The final step of 40S ribosomal subunit maturation is controlled by a dual key lock

Essential revisions:

The reviewers had some concerns about the novelty of the main conclusions and the final model in Figure 7, which seemed to be fairly well supported by previous results already obtained in yeast; however, they agreed that it was important to address the mechanism in humans, and noted that the finding that cleavage apparently occurs on 40S rather than 80S pre-ribosomes represents an important difference with yeast. Obviously, providing data from high-resolution structures in support of the model is also quite valuable. At the same time, the reviewers felt that you should attempt to add more scientific value to the paper by performing a few additional experiments to support a direct, critical role for Rps26 in the proposed mechanism. This would entail:

(i) Demonstrating that 40S particles affinity-purified with Rio1 from Rps26-repressed cells are defective for Nob1 cleavage compared to those purified from Rps26-replete cells.

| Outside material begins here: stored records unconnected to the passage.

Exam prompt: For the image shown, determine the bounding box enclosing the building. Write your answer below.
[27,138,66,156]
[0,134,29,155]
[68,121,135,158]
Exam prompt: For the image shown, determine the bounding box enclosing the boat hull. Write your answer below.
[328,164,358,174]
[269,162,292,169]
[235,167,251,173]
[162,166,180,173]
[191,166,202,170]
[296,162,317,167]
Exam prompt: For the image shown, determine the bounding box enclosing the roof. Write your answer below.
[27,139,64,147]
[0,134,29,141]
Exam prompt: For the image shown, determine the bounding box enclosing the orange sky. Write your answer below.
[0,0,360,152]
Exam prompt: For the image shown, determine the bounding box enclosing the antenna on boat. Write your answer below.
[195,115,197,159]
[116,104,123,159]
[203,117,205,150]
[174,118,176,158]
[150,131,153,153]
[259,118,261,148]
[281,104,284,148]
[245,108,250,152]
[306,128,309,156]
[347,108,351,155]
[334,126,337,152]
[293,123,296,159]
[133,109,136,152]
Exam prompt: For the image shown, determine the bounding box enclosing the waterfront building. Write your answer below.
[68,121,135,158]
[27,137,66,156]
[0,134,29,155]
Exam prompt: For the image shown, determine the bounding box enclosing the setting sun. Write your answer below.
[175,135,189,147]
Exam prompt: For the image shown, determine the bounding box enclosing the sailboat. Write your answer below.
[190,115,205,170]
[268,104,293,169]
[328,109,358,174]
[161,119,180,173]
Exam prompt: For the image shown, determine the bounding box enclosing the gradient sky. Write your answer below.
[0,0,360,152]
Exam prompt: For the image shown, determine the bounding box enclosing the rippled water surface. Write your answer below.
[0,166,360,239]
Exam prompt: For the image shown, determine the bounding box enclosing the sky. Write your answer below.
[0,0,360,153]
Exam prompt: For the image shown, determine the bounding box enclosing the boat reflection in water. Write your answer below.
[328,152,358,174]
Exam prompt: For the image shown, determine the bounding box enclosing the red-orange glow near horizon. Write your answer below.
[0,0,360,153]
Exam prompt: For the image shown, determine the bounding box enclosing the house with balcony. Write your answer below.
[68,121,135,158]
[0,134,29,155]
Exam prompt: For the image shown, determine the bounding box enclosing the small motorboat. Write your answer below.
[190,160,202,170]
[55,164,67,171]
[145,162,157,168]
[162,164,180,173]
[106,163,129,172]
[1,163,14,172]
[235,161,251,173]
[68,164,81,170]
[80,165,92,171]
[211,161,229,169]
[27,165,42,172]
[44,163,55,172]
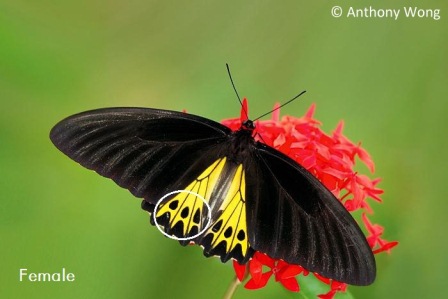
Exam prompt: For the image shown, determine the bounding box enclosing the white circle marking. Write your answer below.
[152,190,212,241]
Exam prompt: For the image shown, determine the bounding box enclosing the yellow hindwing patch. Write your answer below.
[156,157,249,256]
[205,164,249,256]
[156,157,226,236]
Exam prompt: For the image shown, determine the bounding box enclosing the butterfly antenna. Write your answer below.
[253,90,306,121]
[226,63,249,119]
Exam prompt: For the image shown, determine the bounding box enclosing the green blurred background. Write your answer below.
[0,0,448,299]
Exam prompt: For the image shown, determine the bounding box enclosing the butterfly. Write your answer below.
[50,104,376,285]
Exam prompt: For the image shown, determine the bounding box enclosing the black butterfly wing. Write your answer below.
[50,108,230,204]
[50,108,253,263]
[246,143,376,285]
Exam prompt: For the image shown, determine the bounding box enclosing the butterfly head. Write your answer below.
[241,119,255,132]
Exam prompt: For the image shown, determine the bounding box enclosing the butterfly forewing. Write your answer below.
[247,143,376,285]
[50,108,375,285]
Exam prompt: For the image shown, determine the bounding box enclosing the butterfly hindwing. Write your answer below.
[50,108,376,285]
[50,108,253,263]
[247,143,376,285]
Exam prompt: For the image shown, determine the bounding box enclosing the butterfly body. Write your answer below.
[50,108,375,285]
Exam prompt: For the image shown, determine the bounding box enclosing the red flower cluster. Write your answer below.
[222,99,398,299]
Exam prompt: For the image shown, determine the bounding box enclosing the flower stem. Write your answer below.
[222,275,241,299]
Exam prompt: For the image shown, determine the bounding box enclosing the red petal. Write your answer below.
[249,258,263,284]
[313,273,331,284]
[240,98,249,122]
[272,103,280,122]
[305,104,316,118]
[233,261,246,281]
[373,241,398,254]
[280,277,300,292]
[244,271,272,290]
[278,265,303,280]
[252,251,275,269]
[317,290,336,299]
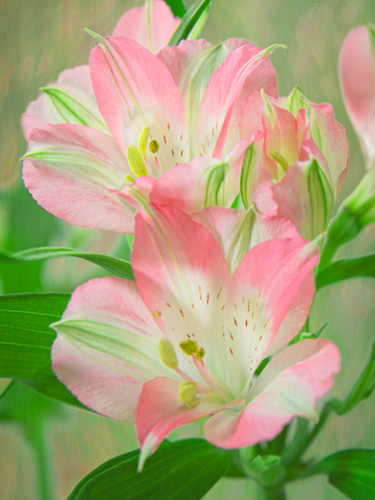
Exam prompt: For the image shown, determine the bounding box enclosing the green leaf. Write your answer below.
[314,449,375,500]
[168,0,211,46]
[240,143,256,210]
[319,166,375,269]
[165,0,187,17]
[0,247,134,280]
[323,342,375,415]
[68,439,233,500]
[0,294,83,408]
[316,254,375,290]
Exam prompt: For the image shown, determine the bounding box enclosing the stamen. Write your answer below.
[178,380,200,408]
[138,126,150,158]
[148,139,159,154]
[268,150,289,173]
[126,145,148,177]
[195,347,205,361]
[158,339,178,370]
[180,340,198,356]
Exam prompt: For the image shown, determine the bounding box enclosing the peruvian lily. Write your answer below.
[52,205,340,468]
[339,24,375,168]
[240,87,349,240]
[23,24,276,233]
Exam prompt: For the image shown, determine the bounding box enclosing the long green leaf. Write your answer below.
[168,0,211,46]
[165,0,187,17]
[314,449,375,500]
[316,254,375,290]
[0,247,134,280]
[68,439,233,500]
[0,294,82,407]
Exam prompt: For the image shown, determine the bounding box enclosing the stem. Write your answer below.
[282,417,309,466]
[26,424,55,500]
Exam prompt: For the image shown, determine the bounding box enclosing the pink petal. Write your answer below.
[52,278,165,422]
[21,66,106,140]
[158,38,259,136]
[339,26,375,164]
[135,377,238,465]
[150,141,248,214]
[311,101,350,195]
[132,205,229,373]
[224,238,318,397]
[23,124,136,233]
[113,0,180,54]
[90,37,188,173]
[193,207,298,274]
[205,339,340,448]
[196,45,277,157]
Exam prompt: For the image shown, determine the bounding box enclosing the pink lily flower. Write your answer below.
[52,205,340,468]
[240,88,349,240]
[339,24,375,168]
[23,28,276,233]
[21,0,180,140]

As shown in Figure 5c, particles purified with tagged wild-type RIO1 are devoid of RPS26 even in cells expressing RPS26, and contain DIM2 and NOB1 like the particles purified from RPS26-depleted cells. The new mass spectrometry data provided here further show that the composition of pre-40S particles isolated from RPS26-depleted cells is not different from that purified in control cells, beyond the absence of RPS26. RPS26 appears to be the trigger of cleavage, and we could not isolate uncleaved particles containing RPS26. Similarly, Ameismeier et al. (2020) did not identify particles containing DIM2 and NOB1 together with RPS26. Therefore, we felt that the only way to directly show the function of RPS26 was to use the in vitro approach.

(ii) Attempt to restore Nob1 cleavage and evoke release of Dim2 and Nob1 to the Rps26-depleted particles by adding back purified Rps26.

As requested, we have performed in vitro cleavage experiments which show that adding back purified S26 to RIO1-containing/S26-depleted particles stimulates 18S-E cleavage. This effect is potentialized by the combined addition of ATP. We have modified the manuscript text accordingly: in the introduction section (last two sentences):

“in vitro, cleavage of the 18S-E pre-rRNA was partially stimulated by ATP binding to RIO1 in RPS26-depleted pre-40S particles, and was enhanced by adding back purified RPS26. These data suggest a model, in which ATP-bound RIO1 and RPS26 cooperatively displace DIM2 to activate the final cleavage of the 18S rRNA 3’ end by NOB1.”

In the Results section, p. 10, the Results section title was modified as follows:

“ATP binding by RIO1 and addition of RPS26 stimulate in vitro rRNA cleavage by NOB1 in RPS26-depleted pre-40S particles”, and within the section (p.10):

“We next sought to assess the role of RPS26 and produced recombinant human RPS26 (Figure 6—figure supplement 2).[…] These data show that in vitro cleavage by NOB1 in pre-40S-particle is stimulated both by RIO1 and RPS26 and support the hypothesis of a cooperative action of RPS26 and RIO1 in triggering the final step of 18S rRNA maturation..”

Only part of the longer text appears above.